Pot for Polenta

Copper polenta pot and stirrer.

Once ‘cucina povera’ - a staple that kept peasant farmers in northern Italy alive through the long winters, polenta now makes its appearance on the menus of the most expensive restaurants in the world.

I remember hearing my Nonna grumble at my mother when she was making polenta. “Why can’t we eat something better? Are we poor?”

She’d HAD to eat polenta. She told me the stories. Every day cooking polenta, on the wood stove, just corn meal and water, in a copper pot, stirred with a big stick for at least an hour. Sometimes all they had to go with the polenta was one small dried fish that would be divided up into little pieces. She described how she’d touch the fish to each forkful of polenta to give it some flavour and how it was really bad when you were unlucky enough to only get the tail.
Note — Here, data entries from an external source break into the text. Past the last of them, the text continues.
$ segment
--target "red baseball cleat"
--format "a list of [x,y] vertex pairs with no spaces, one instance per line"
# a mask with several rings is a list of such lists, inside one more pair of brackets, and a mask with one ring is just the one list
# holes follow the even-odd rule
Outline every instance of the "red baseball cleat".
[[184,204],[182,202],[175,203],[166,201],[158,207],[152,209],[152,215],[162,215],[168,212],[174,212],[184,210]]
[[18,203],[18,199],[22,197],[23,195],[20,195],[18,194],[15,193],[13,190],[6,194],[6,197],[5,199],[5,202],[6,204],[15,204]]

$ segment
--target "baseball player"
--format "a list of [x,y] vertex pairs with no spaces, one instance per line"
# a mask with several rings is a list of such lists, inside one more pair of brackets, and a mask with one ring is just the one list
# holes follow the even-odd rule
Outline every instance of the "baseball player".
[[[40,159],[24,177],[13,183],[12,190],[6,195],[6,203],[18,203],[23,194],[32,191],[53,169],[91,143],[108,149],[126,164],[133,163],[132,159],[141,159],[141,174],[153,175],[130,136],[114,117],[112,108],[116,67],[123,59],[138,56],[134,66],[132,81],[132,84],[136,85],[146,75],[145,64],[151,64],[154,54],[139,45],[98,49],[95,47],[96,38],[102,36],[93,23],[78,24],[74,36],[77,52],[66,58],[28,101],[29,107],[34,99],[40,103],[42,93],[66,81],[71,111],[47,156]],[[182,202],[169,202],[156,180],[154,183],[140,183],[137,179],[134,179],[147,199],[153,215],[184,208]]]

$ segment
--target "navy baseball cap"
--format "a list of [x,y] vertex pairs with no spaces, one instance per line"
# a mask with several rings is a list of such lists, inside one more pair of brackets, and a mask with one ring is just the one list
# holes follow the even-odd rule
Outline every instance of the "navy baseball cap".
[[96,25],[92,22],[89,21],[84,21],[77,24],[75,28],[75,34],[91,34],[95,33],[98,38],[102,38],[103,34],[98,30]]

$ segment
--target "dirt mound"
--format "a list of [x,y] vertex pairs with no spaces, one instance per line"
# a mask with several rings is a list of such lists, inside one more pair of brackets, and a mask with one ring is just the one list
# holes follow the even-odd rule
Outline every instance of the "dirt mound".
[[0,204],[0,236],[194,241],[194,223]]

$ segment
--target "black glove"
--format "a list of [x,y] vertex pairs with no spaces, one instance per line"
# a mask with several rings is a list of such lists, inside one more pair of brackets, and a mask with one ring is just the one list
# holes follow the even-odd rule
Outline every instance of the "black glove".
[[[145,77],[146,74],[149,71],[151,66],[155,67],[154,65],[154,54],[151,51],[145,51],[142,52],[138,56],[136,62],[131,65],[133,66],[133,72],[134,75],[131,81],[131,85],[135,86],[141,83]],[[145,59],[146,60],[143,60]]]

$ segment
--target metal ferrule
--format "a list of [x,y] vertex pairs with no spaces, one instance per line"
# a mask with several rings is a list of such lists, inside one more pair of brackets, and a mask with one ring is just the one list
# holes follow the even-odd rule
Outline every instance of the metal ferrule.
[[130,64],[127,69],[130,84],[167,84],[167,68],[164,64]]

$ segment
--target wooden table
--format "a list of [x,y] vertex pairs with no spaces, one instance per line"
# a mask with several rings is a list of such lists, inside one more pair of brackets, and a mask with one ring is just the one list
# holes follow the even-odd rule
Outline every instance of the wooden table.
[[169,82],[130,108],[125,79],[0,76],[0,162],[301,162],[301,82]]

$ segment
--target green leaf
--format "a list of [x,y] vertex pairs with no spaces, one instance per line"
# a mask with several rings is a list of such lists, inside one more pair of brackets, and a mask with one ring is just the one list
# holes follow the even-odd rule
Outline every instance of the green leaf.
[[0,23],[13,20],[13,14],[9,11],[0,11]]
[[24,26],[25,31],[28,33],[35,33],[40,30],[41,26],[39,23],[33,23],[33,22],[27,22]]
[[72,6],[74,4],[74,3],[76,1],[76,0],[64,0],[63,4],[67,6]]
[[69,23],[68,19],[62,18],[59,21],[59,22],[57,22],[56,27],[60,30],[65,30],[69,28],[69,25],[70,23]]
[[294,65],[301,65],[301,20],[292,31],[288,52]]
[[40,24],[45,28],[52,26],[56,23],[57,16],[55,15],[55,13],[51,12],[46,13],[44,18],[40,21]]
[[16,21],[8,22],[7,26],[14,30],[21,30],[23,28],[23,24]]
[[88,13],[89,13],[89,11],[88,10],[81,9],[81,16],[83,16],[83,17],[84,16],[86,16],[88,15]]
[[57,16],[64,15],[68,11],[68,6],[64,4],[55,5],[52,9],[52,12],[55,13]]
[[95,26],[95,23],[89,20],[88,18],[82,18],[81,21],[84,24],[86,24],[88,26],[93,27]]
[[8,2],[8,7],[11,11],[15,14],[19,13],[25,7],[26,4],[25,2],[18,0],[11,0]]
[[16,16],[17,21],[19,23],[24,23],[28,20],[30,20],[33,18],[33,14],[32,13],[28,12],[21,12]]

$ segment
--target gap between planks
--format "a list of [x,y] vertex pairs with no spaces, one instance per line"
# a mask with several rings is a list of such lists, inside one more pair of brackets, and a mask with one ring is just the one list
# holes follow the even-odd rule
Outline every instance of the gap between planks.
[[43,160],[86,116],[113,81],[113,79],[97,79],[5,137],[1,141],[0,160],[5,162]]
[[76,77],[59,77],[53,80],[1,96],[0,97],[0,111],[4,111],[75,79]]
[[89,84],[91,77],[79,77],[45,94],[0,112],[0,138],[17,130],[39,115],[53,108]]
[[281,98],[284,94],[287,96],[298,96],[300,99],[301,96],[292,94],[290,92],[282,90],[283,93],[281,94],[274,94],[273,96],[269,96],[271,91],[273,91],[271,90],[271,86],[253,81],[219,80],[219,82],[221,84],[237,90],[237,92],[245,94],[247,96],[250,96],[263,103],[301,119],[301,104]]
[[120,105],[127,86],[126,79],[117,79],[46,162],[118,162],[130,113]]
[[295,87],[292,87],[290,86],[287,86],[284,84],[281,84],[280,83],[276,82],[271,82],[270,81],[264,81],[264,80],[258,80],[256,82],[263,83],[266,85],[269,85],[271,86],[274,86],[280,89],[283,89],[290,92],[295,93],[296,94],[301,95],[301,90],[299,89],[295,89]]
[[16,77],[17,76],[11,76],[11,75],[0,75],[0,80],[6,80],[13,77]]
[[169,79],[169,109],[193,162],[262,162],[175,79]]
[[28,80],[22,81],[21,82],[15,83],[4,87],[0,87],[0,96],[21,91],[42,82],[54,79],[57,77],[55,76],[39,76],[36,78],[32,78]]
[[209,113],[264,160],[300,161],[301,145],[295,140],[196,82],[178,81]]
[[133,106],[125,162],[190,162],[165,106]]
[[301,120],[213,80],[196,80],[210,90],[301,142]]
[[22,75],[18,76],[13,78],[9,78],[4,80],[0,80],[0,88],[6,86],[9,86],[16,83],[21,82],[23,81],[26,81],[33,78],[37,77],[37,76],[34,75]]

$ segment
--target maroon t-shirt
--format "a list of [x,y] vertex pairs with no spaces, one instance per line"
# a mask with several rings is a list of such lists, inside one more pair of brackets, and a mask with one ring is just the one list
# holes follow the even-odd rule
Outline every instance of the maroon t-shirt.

I can understand her lack of enthusiasm for the mound of yellow my mother was preparing to put on the table.

In contrast to my Nonna, it’s a treat for me, as I don’t often take the time to make it for myself. I jump at the chance to have polenta on cold winter evenings.

My memories of polenta are all good. I think of meals with my whole family around the table and of my Nonna making rabbit stew to accompany it. I think of Pia, my sweet neighbour and long-time family friend in Italy, who sometimes makes it for me. She taught me how to properly whisk the polenta into the boiling water so it doesn’t get all clumpy and not to fuss about it getting stuck to the bottom of the pot because if you just fill it with water and set it on the balcony so it’s easy to clean the next day. She serves it to me with her porcini mushroom sauce, cooked on the woodstove that, in polenta eating season, is always lit her kitchen. Sometimes instead of sauce, there’s Gorgonzola or the local Montebore cheese. I smile thinking of the times I’ve gone to her house for dinner two days in a row and I get the leftover polenta fried or baked in the oven like a gratin.

It’s those happy, warm memories that inspired me to include this humble Piemontese dish in Out of Time.